In the Western classic "Shane," Alan Ladd gets a tongue-lashing from Jean Arthur for giving her son, Brandon DeWilde, a shooting lesson.
She tells Ladd she doesn't want her son to have anything to do with guns.
"A gun," he retorts, "is only as good or bad as the man using it." That point seems lost on an Associated Press reporter who interviewed Mikhail Kaloshnikov, inventor of the AK-47 assault rifle on the 60th anniversary of its introduction.
The "AK" in the rifle's designation comes from "Avtomat Kaloshnikov," and the "47" represents the year of its inception.
The reporter premised his lead paragraph on asking the 87-year-old designer if he slept well knowing how many lives the more than 100 million units of the rifle manufactured had taken all over the world.

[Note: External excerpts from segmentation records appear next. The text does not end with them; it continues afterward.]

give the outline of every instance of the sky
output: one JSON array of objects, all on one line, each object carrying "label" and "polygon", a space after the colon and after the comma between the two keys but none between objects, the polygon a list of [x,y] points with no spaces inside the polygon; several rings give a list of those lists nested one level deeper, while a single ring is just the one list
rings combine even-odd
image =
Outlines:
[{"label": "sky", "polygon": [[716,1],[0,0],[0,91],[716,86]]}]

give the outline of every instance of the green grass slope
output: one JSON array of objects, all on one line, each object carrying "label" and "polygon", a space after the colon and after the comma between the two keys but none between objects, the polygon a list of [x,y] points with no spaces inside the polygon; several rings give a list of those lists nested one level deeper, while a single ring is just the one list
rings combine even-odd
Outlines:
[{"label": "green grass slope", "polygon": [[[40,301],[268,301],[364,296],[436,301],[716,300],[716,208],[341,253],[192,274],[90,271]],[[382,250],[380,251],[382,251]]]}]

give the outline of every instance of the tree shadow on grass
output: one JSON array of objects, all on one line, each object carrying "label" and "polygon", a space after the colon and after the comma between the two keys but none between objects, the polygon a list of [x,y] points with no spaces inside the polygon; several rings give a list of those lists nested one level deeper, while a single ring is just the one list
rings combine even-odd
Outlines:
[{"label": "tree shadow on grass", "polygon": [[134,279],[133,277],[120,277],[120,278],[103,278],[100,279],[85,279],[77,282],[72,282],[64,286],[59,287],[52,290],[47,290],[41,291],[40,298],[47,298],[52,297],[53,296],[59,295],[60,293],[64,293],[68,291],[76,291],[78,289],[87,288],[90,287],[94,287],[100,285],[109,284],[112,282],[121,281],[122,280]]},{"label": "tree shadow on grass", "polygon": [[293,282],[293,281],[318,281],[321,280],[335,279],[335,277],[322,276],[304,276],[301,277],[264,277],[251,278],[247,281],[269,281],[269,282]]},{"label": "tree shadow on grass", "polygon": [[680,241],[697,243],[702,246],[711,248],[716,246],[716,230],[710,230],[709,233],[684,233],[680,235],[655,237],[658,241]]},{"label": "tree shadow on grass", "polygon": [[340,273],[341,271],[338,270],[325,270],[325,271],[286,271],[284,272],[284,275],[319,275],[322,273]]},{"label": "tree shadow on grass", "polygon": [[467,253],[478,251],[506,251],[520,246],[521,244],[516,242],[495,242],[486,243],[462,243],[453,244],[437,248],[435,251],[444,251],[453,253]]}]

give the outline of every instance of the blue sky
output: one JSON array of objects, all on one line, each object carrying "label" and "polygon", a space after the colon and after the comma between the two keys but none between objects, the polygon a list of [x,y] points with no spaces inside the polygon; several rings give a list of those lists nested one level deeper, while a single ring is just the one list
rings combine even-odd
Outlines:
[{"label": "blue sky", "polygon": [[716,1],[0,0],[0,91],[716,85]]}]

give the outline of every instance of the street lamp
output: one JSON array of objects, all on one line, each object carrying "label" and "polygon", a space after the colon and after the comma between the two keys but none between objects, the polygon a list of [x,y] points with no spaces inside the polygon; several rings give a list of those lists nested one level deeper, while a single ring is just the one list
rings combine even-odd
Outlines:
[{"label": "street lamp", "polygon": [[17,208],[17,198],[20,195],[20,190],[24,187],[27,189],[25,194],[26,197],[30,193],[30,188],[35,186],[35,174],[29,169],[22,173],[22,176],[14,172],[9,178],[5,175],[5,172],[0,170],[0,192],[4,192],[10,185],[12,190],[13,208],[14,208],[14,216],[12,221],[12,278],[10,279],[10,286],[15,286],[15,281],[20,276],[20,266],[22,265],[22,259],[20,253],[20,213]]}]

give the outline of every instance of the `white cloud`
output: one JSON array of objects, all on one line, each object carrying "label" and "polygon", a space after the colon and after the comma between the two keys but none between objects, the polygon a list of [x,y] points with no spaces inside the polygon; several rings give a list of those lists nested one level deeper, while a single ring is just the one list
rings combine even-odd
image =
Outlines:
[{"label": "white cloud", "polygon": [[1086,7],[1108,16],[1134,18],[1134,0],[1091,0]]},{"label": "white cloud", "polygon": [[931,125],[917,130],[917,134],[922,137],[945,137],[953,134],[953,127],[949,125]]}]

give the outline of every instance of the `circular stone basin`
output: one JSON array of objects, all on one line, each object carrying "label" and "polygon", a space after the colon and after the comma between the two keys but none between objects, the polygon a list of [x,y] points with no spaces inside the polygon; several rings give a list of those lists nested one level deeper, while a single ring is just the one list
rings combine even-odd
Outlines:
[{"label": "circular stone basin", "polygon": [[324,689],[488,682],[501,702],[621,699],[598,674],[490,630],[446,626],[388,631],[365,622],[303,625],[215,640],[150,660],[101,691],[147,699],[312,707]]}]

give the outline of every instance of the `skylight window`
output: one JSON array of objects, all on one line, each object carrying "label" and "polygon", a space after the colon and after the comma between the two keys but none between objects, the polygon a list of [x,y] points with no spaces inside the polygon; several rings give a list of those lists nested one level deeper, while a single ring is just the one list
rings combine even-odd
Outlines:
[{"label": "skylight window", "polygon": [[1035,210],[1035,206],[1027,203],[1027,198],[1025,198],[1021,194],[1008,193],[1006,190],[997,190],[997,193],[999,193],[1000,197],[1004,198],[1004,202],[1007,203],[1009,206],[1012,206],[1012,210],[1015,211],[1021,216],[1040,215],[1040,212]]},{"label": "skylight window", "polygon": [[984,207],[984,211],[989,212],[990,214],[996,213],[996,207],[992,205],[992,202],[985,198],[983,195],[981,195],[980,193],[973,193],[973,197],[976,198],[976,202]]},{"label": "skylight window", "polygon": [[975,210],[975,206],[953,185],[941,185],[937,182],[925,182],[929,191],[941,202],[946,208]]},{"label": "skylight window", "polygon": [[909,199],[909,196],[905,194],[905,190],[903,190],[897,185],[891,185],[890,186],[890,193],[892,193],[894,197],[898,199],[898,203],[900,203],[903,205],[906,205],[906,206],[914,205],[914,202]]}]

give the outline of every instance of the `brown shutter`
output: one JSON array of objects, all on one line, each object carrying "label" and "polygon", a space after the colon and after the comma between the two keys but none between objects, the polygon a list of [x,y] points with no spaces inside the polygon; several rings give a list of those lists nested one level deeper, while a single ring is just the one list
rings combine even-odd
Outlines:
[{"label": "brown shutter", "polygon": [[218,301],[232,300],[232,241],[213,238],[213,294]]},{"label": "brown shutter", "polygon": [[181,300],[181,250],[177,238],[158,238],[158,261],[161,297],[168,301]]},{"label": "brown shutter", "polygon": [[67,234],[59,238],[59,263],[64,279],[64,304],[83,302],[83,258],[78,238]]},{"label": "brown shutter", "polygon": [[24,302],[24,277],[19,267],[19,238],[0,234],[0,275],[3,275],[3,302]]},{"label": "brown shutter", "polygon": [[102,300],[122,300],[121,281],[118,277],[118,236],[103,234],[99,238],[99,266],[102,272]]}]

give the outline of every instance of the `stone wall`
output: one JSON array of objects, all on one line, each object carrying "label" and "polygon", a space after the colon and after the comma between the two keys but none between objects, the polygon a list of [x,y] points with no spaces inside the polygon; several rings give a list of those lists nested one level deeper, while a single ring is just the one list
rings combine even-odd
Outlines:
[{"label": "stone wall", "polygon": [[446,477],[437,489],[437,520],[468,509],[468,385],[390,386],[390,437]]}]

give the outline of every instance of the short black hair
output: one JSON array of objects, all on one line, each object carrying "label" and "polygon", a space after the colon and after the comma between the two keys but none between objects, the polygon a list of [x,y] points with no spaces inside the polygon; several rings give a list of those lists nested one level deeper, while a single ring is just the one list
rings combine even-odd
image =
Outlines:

Kaloshnikov, who received his inspiration to create the weapon while facing superior Nazi weapons as a Russian soldier in World War II, must have seen "Shane." "I sleep well," he told the reporter. "It's the politicians who are to blame for failing to come to an agreement and resorting to violence."
Age has given Kaloshnikov wisdom that eludes many.
Man is an imperfect creature. Some of his number always will seek to subjugate others. Those who don't want to submit will be happy to have a John Browning or Mikhail Kaloshnikov offering them tools of protection.